My first post, and I hope someone can help me out here.

I am attempting to produce a new popcorn product to Thailand in the form of a bagged popcorn snack.

The flavor will be strawberries and cream.

I wanted to ask the community what would be the best method for making a thin crispy strawberry flavoured coating that we can coat the popcorn in.

We have all the industrial equipment (huge mixing drums) etc... I have tried a few recipes but none seem to coat very well. It seems to clump up too much or the strawberry flavoring burns in the heated sugar syrup, as it obviously can't handle the 300 degree temperature.

The composition we thought of was sugar syrup coating in coating drum, then once coating has cooled slightly and tacky to sprinkle on the powdered strawberry flavoring.

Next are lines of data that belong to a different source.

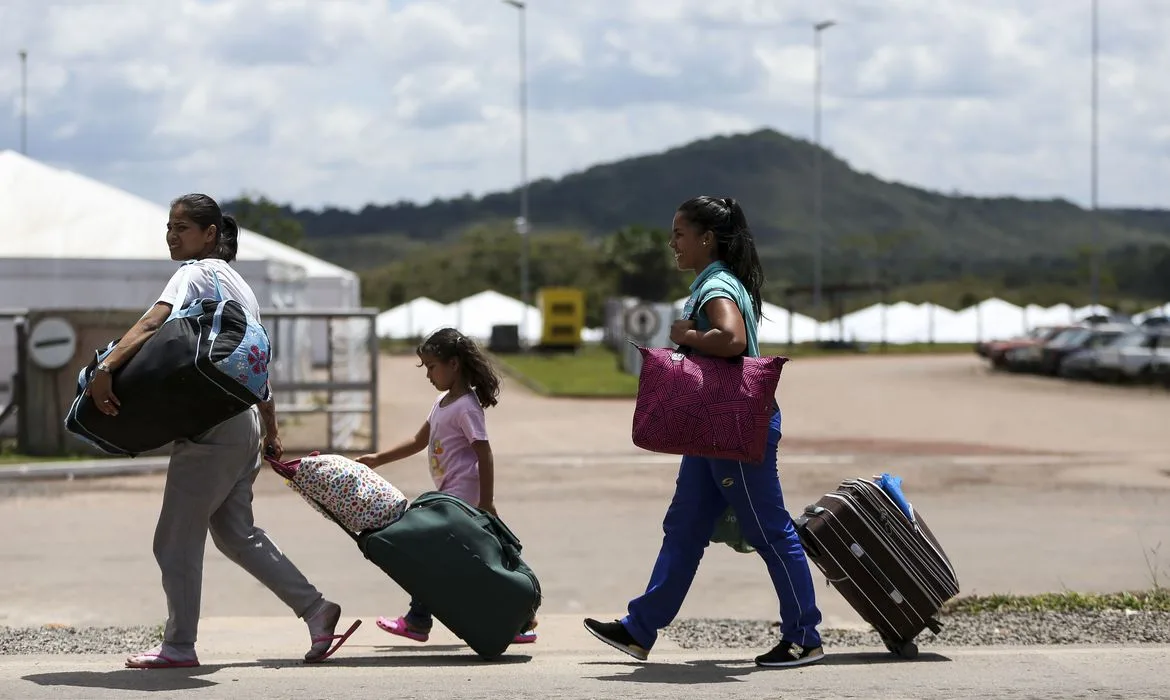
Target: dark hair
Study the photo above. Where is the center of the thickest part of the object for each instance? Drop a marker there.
(474, 365)
(734, 242)
(205, 212)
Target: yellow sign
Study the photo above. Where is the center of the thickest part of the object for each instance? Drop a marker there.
(563, 314)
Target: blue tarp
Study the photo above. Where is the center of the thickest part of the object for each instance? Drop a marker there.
(893, 486)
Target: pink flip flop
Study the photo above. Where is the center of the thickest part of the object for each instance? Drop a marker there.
(341, 639)
(151, 659)
(399, 628)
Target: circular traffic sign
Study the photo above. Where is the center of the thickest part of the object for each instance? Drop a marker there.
(52, 343)
(641, 322)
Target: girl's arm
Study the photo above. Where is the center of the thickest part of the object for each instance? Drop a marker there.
(487, 475)
(101, 386)
(413, 446)
(727, 337)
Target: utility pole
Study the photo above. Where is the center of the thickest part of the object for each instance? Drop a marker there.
(522, 221)
(23, 102)
(1095, 253)
(818, 262)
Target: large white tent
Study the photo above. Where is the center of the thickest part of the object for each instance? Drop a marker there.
(70, 241)
(73, 241)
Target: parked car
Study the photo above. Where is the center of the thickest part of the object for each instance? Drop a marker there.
(1080, 364)
(1160, 371)
(1054, 352)
(996, 351)
(1131, 356)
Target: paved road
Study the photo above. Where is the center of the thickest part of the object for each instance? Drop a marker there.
(575, 666)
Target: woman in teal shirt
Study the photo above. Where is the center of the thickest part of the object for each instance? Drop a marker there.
(710, 235)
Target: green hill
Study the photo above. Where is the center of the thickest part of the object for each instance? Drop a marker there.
(772, 176)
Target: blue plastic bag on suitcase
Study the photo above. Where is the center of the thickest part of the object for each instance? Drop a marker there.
(207, 363)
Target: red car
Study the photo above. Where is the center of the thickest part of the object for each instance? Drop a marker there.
(996, 350)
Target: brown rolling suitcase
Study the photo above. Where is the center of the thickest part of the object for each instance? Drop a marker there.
(887, 565)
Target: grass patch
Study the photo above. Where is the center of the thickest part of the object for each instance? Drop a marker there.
(594, 370)
(1153, 601)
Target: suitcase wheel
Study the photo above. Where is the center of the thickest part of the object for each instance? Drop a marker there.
(907, 650)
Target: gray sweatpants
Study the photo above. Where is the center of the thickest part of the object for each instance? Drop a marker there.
(208, 486)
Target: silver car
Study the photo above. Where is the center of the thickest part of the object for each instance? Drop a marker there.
(1134, 356)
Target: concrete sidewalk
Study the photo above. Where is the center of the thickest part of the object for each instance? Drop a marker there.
(259, 657)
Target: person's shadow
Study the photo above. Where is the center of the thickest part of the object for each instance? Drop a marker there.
(153, 680)
(704, 672)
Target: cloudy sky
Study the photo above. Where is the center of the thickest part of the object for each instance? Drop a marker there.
(349, 102)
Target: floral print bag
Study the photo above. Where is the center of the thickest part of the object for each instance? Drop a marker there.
(349, 493)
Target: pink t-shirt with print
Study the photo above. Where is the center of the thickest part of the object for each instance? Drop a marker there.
(454, 466)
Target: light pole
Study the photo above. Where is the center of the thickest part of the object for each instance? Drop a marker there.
(23, 102)
(522, 221)
(1095, 253)
(818, 261)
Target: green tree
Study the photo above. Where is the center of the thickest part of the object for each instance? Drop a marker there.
(268, 219)
(641, 265)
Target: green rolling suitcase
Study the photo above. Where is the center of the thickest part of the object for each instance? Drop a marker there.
(463, 564)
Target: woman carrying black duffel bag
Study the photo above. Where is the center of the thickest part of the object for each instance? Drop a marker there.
(208, 481)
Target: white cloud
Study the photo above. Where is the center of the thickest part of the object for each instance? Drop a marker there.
(349, 102)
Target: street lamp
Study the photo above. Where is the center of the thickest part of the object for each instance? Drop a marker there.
(818, 262)
(23, 101)
(1095, 253)
(522, 221)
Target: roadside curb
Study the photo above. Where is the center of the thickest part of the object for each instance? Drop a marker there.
(84, 468)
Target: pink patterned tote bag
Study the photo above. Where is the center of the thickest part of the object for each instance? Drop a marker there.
(706, 406)
(356, 496)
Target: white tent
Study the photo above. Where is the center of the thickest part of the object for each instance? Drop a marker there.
(70, 241)
(73, 241)
(414, 318)
(476, 314)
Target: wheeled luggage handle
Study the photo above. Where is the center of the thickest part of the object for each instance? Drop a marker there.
(867, 561)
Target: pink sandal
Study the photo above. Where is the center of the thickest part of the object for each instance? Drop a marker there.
(341, 639)
(155, 658)
(399, 628)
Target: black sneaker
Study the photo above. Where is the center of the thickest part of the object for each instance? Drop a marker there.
(617, 636)
(786, 653)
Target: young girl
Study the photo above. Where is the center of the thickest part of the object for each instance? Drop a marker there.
(455, 438)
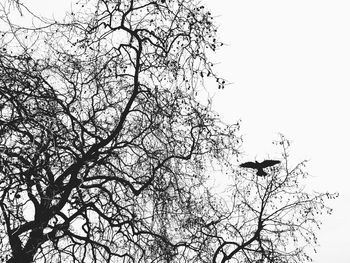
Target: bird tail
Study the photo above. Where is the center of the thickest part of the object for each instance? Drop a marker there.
(261, 172)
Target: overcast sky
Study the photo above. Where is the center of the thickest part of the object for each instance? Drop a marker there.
(289, 62)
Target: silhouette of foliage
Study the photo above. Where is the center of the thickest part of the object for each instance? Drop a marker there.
(103, 136)
(106, 147)
(273, 218)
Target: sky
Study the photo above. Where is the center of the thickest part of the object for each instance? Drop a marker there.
(289, 64)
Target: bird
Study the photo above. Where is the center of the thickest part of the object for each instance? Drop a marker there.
(260, 166)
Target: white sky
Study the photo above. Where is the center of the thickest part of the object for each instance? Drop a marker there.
(289, 62)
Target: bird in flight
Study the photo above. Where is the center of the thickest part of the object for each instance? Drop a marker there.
(260, 166)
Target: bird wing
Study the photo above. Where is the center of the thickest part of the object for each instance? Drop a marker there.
(268, 163)
(250, 165)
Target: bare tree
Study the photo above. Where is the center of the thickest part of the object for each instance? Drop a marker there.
(103, 136)
(273, 218)
(106, 138)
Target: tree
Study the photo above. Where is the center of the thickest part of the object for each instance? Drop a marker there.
(104, 137)
(273, 218)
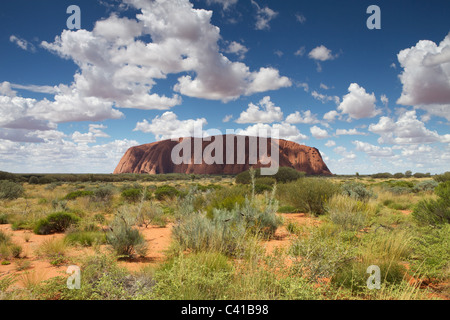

Allow to tumble in the coating drum for a further amount of time, then sprinkle on a non-dairy creamer powder.

However, when we add the strawberry powder it just dries out the sugar coated surface and not enough powder sticks to give it enough flavor, and we are stuck for having a glue to hold the creamer.

So we are stuck really, we can't put the flavor into the sugar coating because of a burnt flavor and we can't add it dry because it drys the surface out. too quickly.

Would appreciate any help, if someone could relate a decent method, we will certainly give it a go.

Ideally, we want the popcorn the have a crispy coating as opposed to a soft caramel type. We were hoping that both the strawberry and creamer powders would amalgamate into the sugar coating, but this isn't happening.

Thanks in advance.


----------



## salt and pepper (Nov 13, 2013)

sounds like a job for cornstarch, mixed with strawberry powder.


----------



## Popilicious (Nov 13, 2013)

salt and pepper said:


> sounds like a job for cornstarch, mixed with strawberry powder.



Thanks for that.

I have toyed with the idea of mixing a combination of the strawberry flavoring with icing sugar and just cold coating it, then sprinkling the creamer powder onto it sticks to the strawberry icing before it sets.

Thailand is a very hot country, and am wondering if the icing mix will still hold crispness?


----------